One day, someone saw huge horses pulling something that was plowing a field on 8th Street outside of Montpelier. So, of course, the News-Examiner ran right down there to take pictures.
Come to find out it was Josh Ochsenbein driving those big draft horses and mowing hay on his property. When we called him, he told us that it all started with his grandpa, Daryl Sparks, who was the local sheriff. Josh’s grandpa and Daryl Woolstenhulme of Liberty became good friends through work horses, and his grandpa would go out and help mow and stack the hay for Daryl for years. Josh has also been helping Daryl stack his hay in Liberty.
Because Josh has been helping Daryl with his hay, Daryl has let Josh use his big draft horses and his mowers to mow his fields and stack his hay this year in Montpelier. According to Josh, when you hook the draft horses up to the horse-drawn mower, the wheels start turning which makes the knife move to cut the grass. One horse with a mower can cut an acre and a half in an hour and can run for five hours before needing to rest for the remainder of the day.
According to Daryl Woolstenhulme, he has been mowing and raking with draft horses like this for 17 to 18 years now, and it works. Sometimes he will hire someone to come in and do the bailing, but everything else he does himself with his family.
He has been collecting the mowers for 30 years. He rebuilds them from someone’s junk pile.
He has also been breeding the draft horses for years. They are mainly North American spotted drafts.
He says that mowing this way is slow, but it is cost effective, because it costs so much to farm these days. It takes a whole crew to put up that much hay. He usually works the horses for five to six hours at the most. A lot of them are nursing mothers as well. “So,” according to Daryl, “they can earn their feed.”
He also told us that several other people still mow this way on account of the efficiency. There is a man in Lyman, Wyo., who does it. There are also a few here and there who incorporate it as much as they can, and a few who just play at it. Daryl says they used to do a lot more than they do now because they are slowing down. One of the problems is that they are all dry farms. Their hay is all ready at the same time and they have just a two-week window to “make it happen.” It is all time sensitive. If they had irrigated ground and had two or three crops with a longer time period, they could do it a lot easier.
The Amish still do some of this type of mowing, except they bale their hay. Daryl and Josh are putting their hay up “loose,” like in the thirties and forties. There is a bull rake that goes out and scoops it up, and then it is taken into a stacker that’s called an overshot. It is shot out of the overshot into a loose stack. Someone is on top of the stack and spreads it out.

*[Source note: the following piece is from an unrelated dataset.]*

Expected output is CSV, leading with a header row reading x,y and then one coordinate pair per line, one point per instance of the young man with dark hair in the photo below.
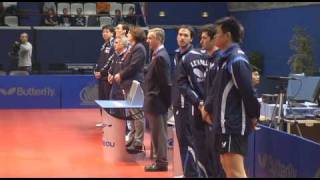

Daryl has been handling the draft horses since even before he moved into the Bear Lake Valley; 30 to 40 years. He says it’s a passion he has had most of his life. He says in reality he is just a kid off the farm, and the farm is really why he does it. His horses have to earn their keep by putting up their own hay and raising colts.
His dad never had draft horses. He just saw people handling them and thought it was the neatest thing in the world. So, he read every book he could find on them and talked to the “old timers” who were still doing it. Then he got into it himself.
Daryl is proud to have his grandkids and his daughter on the farm helping him out. They can do just about anything he needs to have help with; they can mow hay, help with the horses, or whatever he needs. They all just love the farm life.